Une tentative pour réévaluer le son en tant que matériau des arts plastiques, pour lui donner droit de cité face à l’hégémonie de l’image dans les galeries et les musées, pour inverser sa fréquente soumission à l’image.

L’art vidéo et le cinéma d’exposition ont durablement installé le son dans les galeries et les musées. Il conviendrait donc de le considérer comme un matériau des arts plastiques. Mais, il faut bien admettre que son statut y est souvent secondaire, sa perception, tributaire de l’image. Sonic Process tente une inversion de ce rapport en ouvrant l’espace d’exposition à des rencontres suscitées à l’initiative des arts du son.

Et pour commencer, depuis un segment limité de ce champ : celui du son créé par ordinateur (les petits, précise Christine van Asshe, commissaire de l’exposition), à partir d’une matière sonore pré-existante.
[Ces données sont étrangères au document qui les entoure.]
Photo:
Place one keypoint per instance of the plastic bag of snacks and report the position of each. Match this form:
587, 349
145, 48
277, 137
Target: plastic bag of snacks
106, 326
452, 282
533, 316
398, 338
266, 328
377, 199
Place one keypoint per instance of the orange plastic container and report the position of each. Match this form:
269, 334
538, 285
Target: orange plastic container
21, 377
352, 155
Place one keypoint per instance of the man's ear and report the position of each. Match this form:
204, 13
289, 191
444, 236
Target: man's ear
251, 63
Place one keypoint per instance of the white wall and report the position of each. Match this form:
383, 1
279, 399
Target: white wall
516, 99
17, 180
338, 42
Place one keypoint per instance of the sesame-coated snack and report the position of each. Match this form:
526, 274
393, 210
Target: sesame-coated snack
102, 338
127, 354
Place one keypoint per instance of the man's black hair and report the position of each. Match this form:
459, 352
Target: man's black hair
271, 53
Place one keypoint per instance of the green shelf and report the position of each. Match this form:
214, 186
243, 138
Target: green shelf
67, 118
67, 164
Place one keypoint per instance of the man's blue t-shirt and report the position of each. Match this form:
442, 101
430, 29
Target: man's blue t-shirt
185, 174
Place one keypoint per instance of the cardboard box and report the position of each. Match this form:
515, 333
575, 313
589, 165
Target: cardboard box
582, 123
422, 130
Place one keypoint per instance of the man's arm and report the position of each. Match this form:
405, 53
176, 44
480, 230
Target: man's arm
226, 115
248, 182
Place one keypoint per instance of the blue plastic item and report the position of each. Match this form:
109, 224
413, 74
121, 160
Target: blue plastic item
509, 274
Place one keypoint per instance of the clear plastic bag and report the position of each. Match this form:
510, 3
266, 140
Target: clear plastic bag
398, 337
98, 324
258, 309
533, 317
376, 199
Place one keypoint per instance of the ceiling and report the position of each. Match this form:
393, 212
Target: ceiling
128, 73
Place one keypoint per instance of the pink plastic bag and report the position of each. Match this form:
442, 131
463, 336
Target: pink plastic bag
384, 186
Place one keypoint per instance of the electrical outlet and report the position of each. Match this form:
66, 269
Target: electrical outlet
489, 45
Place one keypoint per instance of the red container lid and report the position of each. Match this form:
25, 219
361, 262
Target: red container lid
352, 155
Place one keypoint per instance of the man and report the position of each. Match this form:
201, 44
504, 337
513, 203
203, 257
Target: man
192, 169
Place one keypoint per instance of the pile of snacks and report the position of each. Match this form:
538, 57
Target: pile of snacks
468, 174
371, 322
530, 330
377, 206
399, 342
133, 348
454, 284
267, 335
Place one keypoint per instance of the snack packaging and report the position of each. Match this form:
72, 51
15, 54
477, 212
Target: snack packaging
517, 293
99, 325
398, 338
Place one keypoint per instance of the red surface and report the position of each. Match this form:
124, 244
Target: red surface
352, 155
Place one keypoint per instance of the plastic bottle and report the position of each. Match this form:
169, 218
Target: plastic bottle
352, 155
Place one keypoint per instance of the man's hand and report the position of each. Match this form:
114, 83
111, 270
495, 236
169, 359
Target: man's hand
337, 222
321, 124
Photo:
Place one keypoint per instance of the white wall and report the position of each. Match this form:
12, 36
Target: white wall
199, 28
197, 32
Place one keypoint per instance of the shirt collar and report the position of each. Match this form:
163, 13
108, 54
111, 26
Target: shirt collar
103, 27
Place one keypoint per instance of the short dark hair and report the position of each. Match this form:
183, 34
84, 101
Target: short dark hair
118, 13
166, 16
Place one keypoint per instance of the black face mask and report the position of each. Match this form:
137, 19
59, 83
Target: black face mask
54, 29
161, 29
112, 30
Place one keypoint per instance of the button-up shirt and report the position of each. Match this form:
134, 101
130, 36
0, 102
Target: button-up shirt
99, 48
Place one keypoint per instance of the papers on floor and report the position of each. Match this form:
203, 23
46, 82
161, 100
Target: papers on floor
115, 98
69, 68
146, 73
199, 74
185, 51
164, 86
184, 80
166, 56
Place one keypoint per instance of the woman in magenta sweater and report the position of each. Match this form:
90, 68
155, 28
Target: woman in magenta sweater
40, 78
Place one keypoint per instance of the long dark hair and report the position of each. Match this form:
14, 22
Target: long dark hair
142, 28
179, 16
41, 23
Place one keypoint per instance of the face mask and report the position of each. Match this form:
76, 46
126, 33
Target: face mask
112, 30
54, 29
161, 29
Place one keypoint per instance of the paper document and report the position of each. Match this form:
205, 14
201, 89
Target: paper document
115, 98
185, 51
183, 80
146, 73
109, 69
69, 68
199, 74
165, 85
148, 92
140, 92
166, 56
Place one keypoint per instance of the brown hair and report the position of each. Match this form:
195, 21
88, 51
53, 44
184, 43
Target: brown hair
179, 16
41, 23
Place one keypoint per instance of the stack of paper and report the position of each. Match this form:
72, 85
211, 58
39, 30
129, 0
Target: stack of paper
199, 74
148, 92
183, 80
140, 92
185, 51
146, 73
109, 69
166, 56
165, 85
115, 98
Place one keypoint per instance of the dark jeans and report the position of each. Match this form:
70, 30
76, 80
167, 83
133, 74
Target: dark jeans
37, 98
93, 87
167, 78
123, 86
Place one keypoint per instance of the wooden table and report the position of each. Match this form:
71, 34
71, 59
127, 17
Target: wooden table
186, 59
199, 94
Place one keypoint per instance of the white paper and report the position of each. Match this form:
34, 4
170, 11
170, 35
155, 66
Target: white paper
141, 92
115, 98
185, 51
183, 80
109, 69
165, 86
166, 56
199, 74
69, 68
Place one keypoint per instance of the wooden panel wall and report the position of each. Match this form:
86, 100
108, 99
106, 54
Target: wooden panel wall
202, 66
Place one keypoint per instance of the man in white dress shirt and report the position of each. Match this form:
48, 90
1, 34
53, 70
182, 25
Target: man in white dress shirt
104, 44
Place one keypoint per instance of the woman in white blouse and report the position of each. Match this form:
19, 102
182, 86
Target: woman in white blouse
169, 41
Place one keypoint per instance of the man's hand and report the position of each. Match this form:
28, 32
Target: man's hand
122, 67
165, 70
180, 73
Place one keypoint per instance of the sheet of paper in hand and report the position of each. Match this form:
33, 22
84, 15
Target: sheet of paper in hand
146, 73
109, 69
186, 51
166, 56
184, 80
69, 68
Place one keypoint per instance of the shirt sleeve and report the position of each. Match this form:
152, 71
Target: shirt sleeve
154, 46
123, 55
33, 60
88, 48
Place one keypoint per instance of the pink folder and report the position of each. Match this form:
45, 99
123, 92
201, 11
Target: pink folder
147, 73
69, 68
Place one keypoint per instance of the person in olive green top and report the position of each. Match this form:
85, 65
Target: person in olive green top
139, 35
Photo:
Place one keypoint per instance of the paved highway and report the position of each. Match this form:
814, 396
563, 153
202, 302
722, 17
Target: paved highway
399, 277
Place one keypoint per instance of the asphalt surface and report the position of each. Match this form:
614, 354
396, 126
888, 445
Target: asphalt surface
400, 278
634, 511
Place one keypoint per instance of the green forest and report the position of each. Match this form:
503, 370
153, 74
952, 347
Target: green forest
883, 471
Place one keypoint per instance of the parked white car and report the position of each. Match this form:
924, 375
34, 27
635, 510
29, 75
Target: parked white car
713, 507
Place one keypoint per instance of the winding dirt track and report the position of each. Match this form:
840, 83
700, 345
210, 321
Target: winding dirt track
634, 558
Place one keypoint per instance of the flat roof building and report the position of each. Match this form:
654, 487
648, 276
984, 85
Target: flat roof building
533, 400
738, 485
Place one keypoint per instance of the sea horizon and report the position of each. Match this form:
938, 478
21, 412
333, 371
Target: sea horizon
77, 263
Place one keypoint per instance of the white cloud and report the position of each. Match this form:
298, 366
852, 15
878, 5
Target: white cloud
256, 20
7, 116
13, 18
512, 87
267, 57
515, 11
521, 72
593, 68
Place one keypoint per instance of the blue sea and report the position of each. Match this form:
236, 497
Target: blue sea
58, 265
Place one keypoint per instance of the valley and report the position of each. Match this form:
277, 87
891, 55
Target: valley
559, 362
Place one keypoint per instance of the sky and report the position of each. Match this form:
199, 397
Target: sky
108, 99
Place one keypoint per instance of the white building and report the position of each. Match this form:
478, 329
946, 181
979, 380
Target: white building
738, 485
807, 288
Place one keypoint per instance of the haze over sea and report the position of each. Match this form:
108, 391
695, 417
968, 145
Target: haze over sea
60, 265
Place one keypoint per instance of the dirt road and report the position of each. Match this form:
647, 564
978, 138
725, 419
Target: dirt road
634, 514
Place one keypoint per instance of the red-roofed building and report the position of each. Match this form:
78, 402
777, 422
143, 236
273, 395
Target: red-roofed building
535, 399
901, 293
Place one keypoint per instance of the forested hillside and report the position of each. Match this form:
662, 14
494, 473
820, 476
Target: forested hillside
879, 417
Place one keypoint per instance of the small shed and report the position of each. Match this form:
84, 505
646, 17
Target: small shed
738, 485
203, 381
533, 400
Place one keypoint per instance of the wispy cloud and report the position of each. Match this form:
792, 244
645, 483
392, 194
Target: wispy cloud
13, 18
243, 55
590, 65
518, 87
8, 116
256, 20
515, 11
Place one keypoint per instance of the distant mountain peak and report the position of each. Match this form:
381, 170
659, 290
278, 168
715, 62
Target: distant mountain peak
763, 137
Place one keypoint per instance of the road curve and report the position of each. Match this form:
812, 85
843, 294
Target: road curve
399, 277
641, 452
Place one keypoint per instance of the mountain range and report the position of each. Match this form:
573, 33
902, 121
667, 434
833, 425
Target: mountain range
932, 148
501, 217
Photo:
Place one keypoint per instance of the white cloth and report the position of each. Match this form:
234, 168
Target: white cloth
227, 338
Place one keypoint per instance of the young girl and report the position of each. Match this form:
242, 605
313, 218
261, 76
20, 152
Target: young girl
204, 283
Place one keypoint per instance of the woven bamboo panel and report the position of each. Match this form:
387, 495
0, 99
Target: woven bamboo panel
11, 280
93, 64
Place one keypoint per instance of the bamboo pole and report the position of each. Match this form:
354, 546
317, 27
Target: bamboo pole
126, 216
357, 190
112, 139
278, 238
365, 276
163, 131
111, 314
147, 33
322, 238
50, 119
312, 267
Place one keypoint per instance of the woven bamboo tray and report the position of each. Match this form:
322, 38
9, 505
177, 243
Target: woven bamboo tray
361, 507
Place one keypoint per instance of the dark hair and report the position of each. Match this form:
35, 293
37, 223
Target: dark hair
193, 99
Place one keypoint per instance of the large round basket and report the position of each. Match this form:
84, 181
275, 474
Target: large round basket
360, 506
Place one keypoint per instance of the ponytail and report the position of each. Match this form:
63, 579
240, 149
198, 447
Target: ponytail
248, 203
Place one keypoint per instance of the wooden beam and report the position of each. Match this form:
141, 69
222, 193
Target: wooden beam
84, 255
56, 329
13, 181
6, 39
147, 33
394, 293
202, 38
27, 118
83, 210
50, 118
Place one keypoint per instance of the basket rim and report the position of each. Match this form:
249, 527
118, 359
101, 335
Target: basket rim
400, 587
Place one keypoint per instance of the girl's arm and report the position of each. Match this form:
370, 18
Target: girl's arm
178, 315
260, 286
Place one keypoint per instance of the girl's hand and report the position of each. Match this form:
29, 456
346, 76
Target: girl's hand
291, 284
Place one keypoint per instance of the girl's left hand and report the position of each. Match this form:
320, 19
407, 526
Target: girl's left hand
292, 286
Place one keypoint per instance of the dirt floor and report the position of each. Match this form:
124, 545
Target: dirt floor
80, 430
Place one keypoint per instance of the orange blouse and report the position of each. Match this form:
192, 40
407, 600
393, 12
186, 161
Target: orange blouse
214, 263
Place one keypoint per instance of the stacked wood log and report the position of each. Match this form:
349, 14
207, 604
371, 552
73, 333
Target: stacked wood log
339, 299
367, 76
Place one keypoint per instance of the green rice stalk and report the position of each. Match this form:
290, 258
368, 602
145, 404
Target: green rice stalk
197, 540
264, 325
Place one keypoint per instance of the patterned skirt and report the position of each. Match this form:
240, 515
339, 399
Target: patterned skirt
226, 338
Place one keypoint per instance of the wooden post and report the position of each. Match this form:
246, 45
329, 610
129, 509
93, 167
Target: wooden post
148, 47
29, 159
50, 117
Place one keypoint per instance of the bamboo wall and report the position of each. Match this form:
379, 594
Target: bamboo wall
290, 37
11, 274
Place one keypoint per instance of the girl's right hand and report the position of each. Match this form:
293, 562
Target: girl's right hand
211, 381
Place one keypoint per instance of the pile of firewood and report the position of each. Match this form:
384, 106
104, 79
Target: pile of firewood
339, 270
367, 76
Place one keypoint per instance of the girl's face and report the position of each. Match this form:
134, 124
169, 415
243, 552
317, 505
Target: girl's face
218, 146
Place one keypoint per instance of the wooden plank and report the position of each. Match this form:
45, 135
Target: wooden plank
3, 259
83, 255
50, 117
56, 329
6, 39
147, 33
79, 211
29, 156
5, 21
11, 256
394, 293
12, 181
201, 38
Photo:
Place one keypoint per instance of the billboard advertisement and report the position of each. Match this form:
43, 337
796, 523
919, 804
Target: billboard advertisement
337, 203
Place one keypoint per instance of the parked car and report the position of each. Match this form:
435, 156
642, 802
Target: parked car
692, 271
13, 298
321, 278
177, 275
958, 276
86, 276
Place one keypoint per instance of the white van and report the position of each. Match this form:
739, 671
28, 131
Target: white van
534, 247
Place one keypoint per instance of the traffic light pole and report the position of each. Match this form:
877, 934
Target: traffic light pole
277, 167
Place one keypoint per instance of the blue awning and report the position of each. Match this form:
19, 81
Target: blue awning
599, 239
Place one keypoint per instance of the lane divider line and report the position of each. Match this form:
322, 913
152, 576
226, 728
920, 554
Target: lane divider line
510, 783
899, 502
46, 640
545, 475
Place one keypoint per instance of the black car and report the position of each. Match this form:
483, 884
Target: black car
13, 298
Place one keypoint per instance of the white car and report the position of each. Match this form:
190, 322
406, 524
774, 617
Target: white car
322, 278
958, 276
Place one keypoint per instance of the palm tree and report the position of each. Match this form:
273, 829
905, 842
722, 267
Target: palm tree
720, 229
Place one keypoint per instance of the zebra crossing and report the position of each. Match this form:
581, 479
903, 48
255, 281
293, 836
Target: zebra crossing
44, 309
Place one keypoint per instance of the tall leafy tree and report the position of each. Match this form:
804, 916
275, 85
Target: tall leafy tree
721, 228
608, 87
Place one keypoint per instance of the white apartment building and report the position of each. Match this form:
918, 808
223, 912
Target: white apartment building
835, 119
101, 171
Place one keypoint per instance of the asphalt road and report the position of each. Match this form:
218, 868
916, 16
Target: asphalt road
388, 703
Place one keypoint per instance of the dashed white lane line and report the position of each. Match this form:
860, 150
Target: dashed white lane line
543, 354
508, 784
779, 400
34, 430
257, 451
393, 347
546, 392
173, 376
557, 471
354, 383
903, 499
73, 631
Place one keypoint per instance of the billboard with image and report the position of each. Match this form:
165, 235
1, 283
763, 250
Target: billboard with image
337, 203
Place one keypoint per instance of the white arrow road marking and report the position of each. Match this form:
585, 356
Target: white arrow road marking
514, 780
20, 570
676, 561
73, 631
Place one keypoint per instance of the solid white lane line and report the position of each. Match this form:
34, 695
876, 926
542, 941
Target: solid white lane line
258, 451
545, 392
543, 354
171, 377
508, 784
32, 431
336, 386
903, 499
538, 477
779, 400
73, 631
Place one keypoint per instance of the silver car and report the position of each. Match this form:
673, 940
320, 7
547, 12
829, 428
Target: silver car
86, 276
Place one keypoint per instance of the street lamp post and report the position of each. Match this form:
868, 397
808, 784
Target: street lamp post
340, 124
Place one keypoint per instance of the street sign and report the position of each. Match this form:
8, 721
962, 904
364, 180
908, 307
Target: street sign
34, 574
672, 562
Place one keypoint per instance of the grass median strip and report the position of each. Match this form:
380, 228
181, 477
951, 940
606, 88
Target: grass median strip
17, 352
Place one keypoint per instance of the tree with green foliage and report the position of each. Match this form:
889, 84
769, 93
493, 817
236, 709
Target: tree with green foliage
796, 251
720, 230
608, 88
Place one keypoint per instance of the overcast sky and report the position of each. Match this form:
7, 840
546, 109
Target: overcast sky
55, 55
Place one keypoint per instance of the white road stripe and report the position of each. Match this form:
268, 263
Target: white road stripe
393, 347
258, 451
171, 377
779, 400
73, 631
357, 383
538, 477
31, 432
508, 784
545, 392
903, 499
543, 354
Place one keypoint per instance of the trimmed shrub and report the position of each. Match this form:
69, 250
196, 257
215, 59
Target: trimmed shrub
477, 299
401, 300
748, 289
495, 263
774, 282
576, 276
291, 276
Toutes les modalités d’appropriation et de collage, communément à l’œuvre dans les arts plastiques, sont ici réactivés, et démultipliés, par les techniques numériques : collection, archivage, échantillonnage, répétition, superposition, juxtaposition (en cut, coulé, ou fondu), etc., auxquels il convient d’ajouter toutes les triturations possibles par distorsion, élongation, accélération, etc.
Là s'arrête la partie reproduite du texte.